Plus Brian plongeait dans les bouquins de psycho, plus il se rendait compte de ce qui lui avait manqué enfant, de ce qui l’avait blessé. Qu’il s’agisse de son hospitalisation bébé, ou il s’était laissé mourir de faim avant d’être récupéré par sa famille, du mode d’attachement insécure, des injonctions et messages contradictoires, il se dit qu’il n’avait pas développé les réseaux neuronaux qui lui permettraient une socialisation correcte. Il lui fallait reconfigurer son cablage neuronal. Jamais il n’avait fêté son anniversaire avec des amis par exemple, il n’en avait pas l’habitude, et il ne comprenait pas nombre de réactions, de comportements, d’expressions dites normales. Il était devenu une sorte de « Loup Larsen », de capitaine Nemo, nihiliste actif, dangereux misanthrope, qui cherchait à s’éloigner des hommes, en haïssait le conformisme, la bêtise, et la violence, qui préférait la compagnie des animaux, mais qui, lucide, s’apercevait qu’il était vain de vivre seul, et qu’on ne pouvait être homme sans contact avec l’humanité, sans amitiés. Mais, sans cesse, il était ramené à la violence. Il avait fait connaissance avec un ancien guerrier tamoul à qui on avait sectionné des nerfs de la jambe droite, et qui, ancien sportif, peinait à marcher. La lecture de « Petit pays », de Gaël Faye, avec les horreurs perpétrés au Rwanda, au Burundi, n’avait fait que conforter ses préjugés anti humanistes.

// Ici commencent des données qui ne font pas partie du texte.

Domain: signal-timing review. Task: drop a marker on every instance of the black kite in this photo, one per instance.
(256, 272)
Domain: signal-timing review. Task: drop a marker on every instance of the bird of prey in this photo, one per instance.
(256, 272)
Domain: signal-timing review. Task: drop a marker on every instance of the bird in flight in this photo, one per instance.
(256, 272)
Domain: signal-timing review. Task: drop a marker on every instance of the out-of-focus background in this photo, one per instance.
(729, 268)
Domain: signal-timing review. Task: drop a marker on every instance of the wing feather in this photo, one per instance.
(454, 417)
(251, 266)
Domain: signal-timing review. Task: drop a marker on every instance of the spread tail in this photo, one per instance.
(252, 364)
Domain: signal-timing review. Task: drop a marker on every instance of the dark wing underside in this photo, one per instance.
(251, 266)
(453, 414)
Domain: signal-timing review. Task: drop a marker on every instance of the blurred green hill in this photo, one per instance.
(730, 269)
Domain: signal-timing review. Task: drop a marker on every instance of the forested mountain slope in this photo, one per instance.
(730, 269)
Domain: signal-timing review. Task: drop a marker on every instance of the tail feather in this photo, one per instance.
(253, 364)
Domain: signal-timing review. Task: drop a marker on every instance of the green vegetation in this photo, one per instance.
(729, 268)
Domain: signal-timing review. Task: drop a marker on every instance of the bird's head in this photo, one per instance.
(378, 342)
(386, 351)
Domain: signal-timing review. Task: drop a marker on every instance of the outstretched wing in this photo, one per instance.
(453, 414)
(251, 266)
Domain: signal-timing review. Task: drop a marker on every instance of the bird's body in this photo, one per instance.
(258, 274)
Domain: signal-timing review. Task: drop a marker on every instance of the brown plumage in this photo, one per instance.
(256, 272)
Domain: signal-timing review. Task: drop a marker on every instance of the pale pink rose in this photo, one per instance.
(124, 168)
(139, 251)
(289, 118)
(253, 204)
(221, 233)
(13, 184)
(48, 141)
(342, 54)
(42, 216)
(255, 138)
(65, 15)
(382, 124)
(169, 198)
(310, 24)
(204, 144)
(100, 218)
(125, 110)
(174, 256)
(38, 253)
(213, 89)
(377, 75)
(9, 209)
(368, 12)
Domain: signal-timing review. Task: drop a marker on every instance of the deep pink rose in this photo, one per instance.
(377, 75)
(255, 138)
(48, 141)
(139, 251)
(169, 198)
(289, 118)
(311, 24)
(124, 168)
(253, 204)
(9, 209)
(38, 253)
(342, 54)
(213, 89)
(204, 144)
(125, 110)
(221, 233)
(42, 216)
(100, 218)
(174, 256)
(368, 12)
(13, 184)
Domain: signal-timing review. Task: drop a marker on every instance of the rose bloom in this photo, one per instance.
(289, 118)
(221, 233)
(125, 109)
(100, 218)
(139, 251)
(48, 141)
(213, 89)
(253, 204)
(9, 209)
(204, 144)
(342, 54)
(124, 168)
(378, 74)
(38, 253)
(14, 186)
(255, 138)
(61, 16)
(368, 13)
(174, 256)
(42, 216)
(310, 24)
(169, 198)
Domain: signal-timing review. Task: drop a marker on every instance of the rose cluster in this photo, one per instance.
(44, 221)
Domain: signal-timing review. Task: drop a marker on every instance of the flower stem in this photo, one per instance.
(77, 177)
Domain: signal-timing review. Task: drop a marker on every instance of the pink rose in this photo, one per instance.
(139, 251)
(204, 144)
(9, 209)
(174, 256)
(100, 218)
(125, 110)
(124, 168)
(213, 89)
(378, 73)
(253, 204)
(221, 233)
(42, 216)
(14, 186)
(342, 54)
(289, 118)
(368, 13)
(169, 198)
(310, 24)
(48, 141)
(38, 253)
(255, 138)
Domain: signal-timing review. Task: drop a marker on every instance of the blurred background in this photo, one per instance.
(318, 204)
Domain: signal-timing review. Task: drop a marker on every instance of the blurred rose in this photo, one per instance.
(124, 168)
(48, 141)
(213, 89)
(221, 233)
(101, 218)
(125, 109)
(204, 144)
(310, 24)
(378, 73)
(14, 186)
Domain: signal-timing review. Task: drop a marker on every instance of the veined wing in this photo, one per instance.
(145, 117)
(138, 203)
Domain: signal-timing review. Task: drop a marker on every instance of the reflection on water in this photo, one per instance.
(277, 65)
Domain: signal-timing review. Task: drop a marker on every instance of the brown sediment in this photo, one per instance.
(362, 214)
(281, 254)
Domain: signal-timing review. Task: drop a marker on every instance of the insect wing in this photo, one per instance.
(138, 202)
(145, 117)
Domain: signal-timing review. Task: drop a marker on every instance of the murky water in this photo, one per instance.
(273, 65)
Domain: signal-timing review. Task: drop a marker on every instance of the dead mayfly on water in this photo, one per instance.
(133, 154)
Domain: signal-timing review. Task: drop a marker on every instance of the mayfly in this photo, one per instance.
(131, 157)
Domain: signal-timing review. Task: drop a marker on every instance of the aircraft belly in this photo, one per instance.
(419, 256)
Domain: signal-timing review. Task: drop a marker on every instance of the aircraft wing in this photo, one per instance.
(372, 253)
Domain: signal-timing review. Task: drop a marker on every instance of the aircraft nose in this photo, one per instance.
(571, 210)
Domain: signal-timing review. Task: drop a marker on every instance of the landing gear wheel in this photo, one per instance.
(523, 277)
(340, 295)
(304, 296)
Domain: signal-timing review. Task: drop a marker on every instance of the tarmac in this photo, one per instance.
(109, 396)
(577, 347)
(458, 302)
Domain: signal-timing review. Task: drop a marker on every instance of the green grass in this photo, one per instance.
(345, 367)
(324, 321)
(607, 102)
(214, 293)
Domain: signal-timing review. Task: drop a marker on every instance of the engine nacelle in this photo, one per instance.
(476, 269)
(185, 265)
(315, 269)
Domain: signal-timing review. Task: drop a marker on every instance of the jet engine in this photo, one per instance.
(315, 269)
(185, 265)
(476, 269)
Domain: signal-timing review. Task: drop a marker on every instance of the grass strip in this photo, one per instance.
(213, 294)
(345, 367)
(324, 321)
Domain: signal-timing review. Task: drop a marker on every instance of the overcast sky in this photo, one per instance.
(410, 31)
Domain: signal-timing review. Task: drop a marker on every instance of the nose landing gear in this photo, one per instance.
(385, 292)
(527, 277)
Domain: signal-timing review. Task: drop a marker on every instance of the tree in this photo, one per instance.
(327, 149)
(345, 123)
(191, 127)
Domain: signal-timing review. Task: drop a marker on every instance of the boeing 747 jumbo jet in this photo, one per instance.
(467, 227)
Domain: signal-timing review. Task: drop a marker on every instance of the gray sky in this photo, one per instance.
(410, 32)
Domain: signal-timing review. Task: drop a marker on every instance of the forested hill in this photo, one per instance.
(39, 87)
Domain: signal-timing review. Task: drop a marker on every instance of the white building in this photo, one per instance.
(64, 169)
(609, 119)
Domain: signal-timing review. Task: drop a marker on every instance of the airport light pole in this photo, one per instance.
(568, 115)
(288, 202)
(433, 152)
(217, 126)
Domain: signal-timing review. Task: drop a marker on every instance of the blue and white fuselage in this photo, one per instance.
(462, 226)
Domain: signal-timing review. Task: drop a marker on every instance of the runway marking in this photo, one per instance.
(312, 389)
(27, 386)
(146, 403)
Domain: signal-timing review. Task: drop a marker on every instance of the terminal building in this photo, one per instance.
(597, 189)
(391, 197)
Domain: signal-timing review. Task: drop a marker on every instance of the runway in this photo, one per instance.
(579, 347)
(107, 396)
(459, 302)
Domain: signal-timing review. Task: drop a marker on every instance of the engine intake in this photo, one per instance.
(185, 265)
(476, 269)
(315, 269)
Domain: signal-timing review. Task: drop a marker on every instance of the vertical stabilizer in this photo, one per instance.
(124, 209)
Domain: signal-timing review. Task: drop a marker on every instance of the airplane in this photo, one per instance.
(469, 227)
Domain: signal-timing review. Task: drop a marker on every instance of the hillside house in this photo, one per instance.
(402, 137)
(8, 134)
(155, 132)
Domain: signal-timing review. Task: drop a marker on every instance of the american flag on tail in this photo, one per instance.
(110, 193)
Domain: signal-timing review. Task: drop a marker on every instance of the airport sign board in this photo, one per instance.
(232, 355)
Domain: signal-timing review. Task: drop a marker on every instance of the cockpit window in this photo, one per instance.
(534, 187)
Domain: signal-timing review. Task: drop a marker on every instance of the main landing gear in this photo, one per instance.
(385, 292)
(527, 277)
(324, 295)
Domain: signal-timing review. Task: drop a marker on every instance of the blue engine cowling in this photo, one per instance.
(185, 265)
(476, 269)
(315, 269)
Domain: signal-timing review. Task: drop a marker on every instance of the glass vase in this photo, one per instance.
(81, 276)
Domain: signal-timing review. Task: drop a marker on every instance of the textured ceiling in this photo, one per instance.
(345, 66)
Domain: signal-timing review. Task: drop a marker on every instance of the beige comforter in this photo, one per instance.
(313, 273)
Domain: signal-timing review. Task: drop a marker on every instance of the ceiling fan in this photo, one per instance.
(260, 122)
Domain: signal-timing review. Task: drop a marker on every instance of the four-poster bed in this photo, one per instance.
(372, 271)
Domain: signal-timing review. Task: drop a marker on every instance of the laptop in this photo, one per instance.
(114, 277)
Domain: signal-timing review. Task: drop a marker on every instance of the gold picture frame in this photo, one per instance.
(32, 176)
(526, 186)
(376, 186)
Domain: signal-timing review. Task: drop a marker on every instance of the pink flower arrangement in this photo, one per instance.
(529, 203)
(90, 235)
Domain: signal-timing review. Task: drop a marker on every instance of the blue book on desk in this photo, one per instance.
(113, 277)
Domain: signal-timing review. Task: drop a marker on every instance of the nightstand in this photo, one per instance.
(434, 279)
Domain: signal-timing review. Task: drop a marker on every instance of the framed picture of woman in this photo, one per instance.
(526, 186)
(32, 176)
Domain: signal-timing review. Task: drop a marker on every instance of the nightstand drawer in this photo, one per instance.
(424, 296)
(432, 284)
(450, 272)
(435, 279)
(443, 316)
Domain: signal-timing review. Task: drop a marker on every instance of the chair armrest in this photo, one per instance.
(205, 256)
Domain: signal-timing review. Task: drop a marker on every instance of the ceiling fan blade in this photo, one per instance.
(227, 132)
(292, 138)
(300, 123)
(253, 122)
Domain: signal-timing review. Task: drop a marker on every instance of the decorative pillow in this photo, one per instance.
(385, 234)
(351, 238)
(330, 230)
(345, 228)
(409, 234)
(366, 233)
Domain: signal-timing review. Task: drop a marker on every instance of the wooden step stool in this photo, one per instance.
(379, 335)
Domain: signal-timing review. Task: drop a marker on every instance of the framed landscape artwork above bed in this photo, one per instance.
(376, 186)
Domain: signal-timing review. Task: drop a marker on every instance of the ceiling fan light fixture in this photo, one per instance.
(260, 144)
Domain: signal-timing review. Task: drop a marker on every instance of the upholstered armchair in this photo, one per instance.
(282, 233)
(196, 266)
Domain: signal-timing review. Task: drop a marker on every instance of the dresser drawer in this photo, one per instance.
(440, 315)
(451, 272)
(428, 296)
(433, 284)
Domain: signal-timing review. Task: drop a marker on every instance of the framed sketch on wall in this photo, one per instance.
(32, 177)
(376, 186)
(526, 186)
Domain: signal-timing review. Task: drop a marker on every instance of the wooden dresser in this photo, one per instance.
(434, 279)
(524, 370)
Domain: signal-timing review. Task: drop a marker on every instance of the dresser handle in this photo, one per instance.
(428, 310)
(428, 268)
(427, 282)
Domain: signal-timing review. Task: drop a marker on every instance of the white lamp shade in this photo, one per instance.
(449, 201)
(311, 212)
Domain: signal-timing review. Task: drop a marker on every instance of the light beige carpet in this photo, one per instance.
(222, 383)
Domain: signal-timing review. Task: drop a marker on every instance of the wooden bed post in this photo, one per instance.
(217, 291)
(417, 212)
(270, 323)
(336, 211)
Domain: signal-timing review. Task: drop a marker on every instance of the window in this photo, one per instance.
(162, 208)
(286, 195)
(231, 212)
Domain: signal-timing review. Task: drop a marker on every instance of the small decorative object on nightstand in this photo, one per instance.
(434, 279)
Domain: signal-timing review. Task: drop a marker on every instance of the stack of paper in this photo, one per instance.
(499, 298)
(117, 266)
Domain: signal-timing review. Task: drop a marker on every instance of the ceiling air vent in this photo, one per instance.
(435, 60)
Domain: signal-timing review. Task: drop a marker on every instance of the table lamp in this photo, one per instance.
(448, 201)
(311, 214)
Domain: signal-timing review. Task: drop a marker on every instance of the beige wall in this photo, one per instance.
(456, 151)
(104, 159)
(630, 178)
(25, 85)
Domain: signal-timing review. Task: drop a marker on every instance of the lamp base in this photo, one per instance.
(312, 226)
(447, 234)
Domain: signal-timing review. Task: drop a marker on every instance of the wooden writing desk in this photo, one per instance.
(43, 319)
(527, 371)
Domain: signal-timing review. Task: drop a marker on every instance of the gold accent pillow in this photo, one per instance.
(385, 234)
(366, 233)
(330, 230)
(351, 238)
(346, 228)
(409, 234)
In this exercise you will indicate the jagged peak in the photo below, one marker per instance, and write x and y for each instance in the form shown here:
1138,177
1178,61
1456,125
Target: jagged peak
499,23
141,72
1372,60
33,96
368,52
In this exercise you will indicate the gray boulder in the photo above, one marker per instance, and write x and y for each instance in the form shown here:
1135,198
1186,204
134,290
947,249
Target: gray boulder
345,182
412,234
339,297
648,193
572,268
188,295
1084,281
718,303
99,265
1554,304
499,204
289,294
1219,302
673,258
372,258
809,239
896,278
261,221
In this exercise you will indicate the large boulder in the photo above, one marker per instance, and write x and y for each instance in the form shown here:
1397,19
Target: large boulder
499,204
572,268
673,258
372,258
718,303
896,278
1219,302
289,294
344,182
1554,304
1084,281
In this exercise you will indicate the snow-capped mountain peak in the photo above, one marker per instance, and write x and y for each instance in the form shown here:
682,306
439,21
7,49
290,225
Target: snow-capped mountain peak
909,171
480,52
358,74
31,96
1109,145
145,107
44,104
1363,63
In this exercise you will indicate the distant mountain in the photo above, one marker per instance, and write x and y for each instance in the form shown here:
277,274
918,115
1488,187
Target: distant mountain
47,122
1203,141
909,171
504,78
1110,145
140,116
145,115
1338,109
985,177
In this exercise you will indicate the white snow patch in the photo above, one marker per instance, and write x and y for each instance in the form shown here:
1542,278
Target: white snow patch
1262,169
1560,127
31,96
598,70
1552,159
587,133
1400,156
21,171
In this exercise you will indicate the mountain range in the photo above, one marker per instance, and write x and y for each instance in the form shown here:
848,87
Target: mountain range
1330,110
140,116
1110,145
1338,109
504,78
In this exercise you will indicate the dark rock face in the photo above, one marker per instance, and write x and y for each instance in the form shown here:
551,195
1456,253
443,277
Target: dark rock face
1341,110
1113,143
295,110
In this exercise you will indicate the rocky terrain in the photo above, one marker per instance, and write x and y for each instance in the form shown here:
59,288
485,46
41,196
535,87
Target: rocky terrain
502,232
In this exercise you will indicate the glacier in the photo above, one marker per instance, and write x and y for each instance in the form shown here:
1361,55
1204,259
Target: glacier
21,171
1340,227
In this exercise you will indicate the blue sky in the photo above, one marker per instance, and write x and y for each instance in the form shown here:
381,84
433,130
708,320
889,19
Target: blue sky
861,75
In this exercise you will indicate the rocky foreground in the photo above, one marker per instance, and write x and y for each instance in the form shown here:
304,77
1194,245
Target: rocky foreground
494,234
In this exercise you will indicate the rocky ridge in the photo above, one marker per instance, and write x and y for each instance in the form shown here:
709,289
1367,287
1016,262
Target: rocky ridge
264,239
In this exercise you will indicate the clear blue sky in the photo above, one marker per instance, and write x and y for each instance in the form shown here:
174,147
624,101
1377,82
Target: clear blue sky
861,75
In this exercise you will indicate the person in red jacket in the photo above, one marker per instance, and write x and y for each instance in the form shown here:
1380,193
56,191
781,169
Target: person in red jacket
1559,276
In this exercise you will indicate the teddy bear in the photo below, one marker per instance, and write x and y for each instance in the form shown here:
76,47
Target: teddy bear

Qu’observe-t’on, au juste, de pire dans le comportement des animaux ? Des symbioses violentes, annihilatrices d’individualités, des chats qui jouent avec la souris, des orques qui se servent des phoques comme de ballons, des singes stratèges et lyncheurs, des lions qui tuent les petits des lionnes, des morses qui dévorent des morses plus jeunes… Certes, c’est déjà assez atroce, une guerre incessante, comme l’écrit Schopenhauer, autant que l’harmonieuse coopération sélective des romantiques et des écolo. Comme l’écrit Jim Harrison, la nature n’a rien de la vision qu’en ont les idéalistes. Mais ce n’est encore rien par rapport à la violence, aux perversions enrobées de bonne conscience, à la puissance de destruction humaine. Comme l’avait lu Brian dans une chronique littéraire, si un homme prenait au sérieux les titres des journaux, il ne lui resterait rien à faire que sortir dans la rue et hurler.
Mais il y a la danse.
Sans la musique et les chiens, la vie serait une erreur, écrit Schopenhauer. Sans la danse, la vie serait une erreur, comme l’écrit Nietzsche, sorte de loup des steppes emmuré, qui, peut-être, n’a jamais dansé. Sans la pêche, le vin et les chiens, la vie serait une erreur comme l’écrit Harrison. Oui, sans le vin, les chiens, les ramen, les hippopotames, les éléphants et les crocodiles, la littérature et la danse, la vie serait une erreur, aurait pu surenchérir Brian. Et sans les femmes, aussi.
Et il y avait justement ces bouquins, qui venaient de sortir. « Danser, une philosophie » de Julia Beauquel, et «Faites danser votre cerveau », de la neurobiologiste Lucy Vincent, de bons motifs pour persévérer dans l’existence. Mihaly Csikszentmihalyi, comme Robert H Frank, écrivent que dans la vie, il faut trouver ce pour quoi on est fait, comme Bill Gates pour l’ordinateur, ce que l’on aime vraiment faire, et poursuivre en cette voie, devenir un expert en sa discipline, et alors on est dans le « flow ». Et les deux choses que maîtrisait Brian, c’étaient l’écriture, et le mouvement. Il était un penseur de la complexité, comme Edgar Morin, mais beaucoup moins structuré que lui, plus épars. Et il était, comme Ueshiba, ou Nijinsky, un Dieu du mouvement, un demi-Dieu pour être plus exact. Il avait le truc pour ça. Après avoir éliminé tant de gens, après la destruction, il créerait peut-être une thérapie par le mouvement, ou avec le mouvement comme source. La phase créatrice.